Communication between a mother dolphin and her two-year old baby was explored using a two-way acoustic and one-way video link set up between two tanks. The baby dolphin was able to talk to its mother on the phone, as well as see her on the TV monitor. The result was an intense exchange of conversation between the two with the baby vocalizing and its mother responding. We are still analyzing recordings of this experiment. While dolphins do not seem to have a linear language like humans do, it seems like some high-level communication is taking place.
Elevating People’s Knowledge About Dolphins
EarthTrust and Project Delphis’ goal is to share our findings with the public. Early methodological developments and the TV as reality experiment were shown on Good Morning America. Early phases of our self-awareness research were presented on Nature on PBS. Several million high school students learned about our work through a story done by the educational program Channel One. In fact, Delphis has spawned hundreds of documentaries and articles around the world, presenting dolphins as thinking beings deserving of protection.

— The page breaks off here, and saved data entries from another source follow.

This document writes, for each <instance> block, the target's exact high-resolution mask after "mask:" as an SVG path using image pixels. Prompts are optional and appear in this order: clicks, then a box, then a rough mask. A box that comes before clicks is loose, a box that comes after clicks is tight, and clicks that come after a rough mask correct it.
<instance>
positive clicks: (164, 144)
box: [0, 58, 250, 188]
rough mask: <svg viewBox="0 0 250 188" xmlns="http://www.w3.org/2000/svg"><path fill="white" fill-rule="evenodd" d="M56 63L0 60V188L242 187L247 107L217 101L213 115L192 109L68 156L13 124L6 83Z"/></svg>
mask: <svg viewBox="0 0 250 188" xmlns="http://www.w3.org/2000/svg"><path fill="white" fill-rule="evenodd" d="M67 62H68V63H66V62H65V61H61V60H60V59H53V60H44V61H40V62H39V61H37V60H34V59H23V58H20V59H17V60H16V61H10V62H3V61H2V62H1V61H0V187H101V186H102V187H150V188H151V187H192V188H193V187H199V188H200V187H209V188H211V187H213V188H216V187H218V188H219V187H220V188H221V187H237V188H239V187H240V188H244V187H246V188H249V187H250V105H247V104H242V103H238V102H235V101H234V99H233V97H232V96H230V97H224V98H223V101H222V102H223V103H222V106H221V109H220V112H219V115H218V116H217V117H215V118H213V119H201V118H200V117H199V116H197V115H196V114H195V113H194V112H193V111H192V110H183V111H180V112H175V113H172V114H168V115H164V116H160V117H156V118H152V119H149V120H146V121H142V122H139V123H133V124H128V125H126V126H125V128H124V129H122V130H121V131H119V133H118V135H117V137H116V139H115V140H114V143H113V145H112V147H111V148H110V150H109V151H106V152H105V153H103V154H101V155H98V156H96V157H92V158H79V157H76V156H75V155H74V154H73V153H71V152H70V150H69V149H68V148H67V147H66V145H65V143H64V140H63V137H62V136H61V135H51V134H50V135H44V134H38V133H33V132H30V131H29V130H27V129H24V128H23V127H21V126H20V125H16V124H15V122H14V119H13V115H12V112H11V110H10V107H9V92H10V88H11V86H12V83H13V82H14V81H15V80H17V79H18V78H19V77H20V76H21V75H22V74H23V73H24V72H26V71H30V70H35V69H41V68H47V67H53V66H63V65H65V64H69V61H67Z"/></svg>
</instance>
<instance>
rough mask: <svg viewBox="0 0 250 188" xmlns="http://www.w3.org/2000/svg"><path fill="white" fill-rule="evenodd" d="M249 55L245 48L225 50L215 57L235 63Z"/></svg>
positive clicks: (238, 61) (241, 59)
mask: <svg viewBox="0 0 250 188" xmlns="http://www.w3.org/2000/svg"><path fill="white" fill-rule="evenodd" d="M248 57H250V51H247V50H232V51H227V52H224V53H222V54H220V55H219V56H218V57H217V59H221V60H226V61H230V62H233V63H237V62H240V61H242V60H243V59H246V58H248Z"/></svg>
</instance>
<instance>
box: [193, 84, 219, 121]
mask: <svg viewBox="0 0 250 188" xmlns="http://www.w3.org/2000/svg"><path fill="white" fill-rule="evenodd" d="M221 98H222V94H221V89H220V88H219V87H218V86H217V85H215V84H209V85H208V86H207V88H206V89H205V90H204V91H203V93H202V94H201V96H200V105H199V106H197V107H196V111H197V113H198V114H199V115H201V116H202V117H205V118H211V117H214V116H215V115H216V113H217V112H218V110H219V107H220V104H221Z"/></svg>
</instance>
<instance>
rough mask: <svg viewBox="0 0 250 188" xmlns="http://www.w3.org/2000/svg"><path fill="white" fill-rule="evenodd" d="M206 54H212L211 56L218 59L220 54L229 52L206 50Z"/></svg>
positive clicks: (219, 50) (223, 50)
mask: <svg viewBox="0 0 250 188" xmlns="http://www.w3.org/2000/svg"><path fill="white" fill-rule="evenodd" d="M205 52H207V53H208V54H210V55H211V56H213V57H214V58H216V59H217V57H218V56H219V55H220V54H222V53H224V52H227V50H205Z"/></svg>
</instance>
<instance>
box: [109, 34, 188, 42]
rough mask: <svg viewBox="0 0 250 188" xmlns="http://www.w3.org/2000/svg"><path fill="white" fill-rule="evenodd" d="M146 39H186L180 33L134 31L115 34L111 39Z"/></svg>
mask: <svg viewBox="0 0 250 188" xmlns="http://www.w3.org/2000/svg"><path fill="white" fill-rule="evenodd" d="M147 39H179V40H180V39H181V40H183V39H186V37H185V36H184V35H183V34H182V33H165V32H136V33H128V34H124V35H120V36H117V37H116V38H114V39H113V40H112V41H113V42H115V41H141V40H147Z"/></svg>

As noted above, scientific treatment of the self-awareness research appears as a chapter in the book Self-Awareness in Animals and Humans: Developmental Perspectives (Eds. Parker, S., Mitchell, R., and Boccia, M., Cambridge University Press, 1995). This entire chapter, including figures and photos, is available here. Extensive treatment has also been carried in the international science journal Consciousness and Cognition (Volume 4, Number 2, June 1995). Included in this journal is our paper outlining our research results, followed by commentary articles from a range of other animal awareness researchers. This commentary is followed, in turn, by our rebuttal to various comments presented by the other authors.

Stories on Project Delphis have appeared in California, Oregon, and Hawaii newspapers, Japan Newsweek and MacWorld magazine, as well as local Hawaiian news magazine programs. Project Delphis is also featured in a seven-part German documentary on dolphins being distributed in five languages, a national prime time Japanese public television special on animal cognition, and a British-produced program titled Dolphins: In the Wild starring Robin Williams, who was filmed clowning with the dolphins at Delphis in 1994. [Photo of Robin Williams and the dolphins at Project Delphis, 50K GIF]

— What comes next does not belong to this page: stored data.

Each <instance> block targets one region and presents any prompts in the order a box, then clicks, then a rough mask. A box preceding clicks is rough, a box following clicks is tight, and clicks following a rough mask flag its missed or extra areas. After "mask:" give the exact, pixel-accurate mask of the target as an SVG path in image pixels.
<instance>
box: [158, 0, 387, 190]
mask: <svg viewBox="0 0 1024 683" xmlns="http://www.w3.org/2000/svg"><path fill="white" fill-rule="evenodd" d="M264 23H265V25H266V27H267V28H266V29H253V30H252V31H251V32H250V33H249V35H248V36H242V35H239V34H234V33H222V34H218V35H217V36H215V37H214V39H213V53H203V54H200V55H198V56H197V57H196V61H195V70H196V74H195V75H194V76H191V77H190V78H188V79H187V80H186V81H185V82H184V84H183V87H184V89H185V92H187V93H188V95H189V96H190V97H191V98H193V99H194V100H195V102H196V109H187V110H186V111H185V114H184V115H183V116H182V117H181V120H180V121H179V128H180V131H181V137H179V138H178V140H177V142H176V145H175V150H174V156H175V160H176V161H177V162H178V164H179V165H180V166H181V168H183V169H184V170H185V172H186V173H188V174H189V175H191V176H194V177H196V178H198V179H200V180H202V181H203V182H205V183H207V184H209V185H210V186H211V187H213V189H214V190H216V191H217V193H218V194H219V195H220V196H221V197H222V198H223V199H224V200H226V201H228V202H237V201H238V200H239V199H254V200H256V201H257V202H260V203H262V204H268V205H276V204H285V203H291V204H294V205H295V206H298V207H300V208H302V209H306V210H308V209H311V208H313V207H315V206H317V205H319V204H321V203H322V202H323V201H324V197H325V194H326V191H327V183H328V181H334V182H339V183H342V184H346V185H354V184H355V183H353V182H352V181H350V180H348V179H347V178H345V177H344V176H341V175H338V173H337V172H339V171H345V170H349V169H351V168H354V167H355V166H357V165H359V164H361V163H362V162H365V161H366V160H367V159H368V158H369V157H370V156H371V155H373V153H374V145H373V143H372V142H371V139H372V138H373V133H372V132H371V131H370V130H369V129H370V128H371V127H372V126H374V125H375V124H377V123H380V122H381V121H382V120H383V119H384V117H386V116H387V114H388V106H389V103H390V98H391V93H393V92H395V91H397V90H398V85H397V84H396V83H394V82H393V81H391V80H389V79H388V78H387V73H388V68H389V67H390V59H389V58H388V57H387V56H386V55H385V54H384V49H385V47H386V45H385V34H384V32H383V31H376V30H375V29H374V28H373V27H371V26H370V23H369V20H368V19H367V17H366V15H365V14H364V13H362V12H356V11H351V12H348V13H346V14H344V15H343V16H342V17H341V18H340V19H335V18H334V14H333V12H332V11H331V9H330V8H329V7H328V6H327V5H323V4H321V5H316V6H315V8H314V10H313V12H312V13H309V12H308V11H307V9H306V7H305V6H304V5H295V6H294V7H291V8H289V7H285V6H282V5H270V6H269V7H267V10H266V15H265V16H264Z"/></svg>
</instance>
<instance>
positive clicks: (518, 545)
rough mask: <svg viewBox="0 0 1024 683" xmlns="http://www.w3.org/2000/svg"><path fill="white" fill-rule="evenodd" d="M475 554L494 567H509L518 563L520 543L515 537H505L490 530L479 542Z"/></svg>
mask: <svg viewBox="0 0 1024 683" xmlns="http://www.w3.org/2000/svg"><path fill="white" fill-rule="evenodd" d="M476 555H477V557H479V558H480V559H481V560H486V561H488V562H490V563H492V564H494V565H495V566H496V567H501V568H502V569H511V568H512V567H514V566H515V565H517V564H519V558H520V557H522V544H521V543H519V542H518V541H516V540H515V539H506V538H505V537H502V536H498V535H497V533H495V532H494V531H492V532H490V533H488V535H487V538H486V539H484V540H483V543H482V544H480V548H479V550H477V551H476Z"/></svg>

In 1992, rock artist Kenny Loggins–long a supporter of EarthTrust and a member of EarthTrust’s International Advisory Board–visited Project Delphis and sang for the dolphins. Footage of this unique experiment were later carried in a Kenny Loggins television special titled This Island Earth. More information on Kenny’s work on behalf of the environment can be found on Kenny’s WWW page.

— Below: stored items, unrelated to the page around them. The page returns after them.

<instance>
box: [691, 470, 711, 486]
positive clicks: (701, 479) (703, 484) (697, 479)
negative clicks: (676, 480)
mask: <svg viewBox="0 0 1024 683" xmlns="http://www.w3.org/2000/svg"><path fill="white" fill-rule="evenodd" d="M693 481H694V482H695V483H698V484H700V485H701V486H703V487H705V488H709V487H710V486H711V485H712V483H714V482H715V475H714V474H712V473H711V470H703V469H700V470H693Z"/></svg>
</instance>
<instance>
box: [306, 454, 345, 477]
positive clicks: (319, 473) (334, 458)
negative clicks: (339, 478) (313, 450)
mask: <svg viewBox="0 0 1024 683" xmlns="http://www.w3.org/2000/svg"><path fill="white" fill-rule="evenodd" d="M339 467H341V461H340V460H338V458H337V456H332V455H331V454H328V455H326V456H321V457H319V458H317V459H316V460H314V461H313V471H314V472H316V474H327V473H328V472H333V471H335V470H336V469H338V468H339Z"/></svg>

In addition to advancing the scientific literature on the subject of dolphin cognition, the findings that result from the research at Project Delphis are shared with the global public. The hope is that new insights into dolphin intelligence will motivate humans to protect these amazing mammals in their natural ocean habitats throughout the world.
Project Delphis Is A Program Of EarthTrust
EarthTrust is an international research and educational organization dedicated to the preservation of wildlife and the natural environment. Founded in Hawaii in 1976, EarthTrust has developed a wide variety of innovative campaigns which protect whales, turtles, dolphins, Asian wildlife, and more. The nonprofit tax-exempt organization is funded by donations and grants from foundations, corporations and individuals.

Project Delphis’ initial Research Director has been Dr. Ken Marten [Photo of Ken at Lab Window 33K GIFF], an experienced animal cognition researcher and former observer on purse-seine tuna boats. After witnessing first hand the “dolphin holocaust” aboard the tuna boats, Dr. Marten devoted himself to advancing scientific understanding–and public awareness–of the unique dolphin mind.